Reuters reports that Institutional Shareholder Services (ISS) has backed calls from some Apple shareholders for the plans to be revealed.
"ISS believes that shareholders would benefit by having a report on the company's succession plans disclosed annually. Such a report would enable shareholders to judge the board on its readiness and willingness to meet the demands of succession planning based on the circumstances at that time," ISS said in a statement.

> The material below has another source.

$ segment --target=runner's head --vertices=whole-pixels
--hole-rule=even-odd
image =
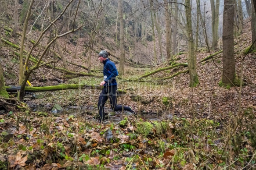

Apple has recommended that shareholders vote against these proposals at the company's annual meeting on 23 February as it believes that outling the plan would give rival companies an advantage. It does, however, insist that it has a "comprehensive" plan in place for Jobs' succession.
However, the proposal from shareholders was made before the latest news about Jobs' health was revealed. A regulatory filing from Apple posted on 7 January - ten days before Jobs took leave - recommends that shareholders vote against plans to reveal the succession plan.
"The Board recommends that you vote your shares...“AGAINST” the shareholder proposal entitled “Amend the Company’s Corporate Governance Guidelines to adopt and disclose a written CEO succession planning policy” (Proposal No. 5)," the filing reads.
"Adopting Proposal No. 5 would give the Company’s competitors an unfair advantage. Proposal No. 5 would publicize the Company’s confidential objectives and plans. Giving competitors access to this information is not in the best interest of the Company or its shareholders," it continues.
Jobs' medical leave would seem to make the issue even more pertinent, though at the same time more sensitive and given ISS's comments the results of the vote on proposal number five at the annual meeting on 23 February could be very interesting.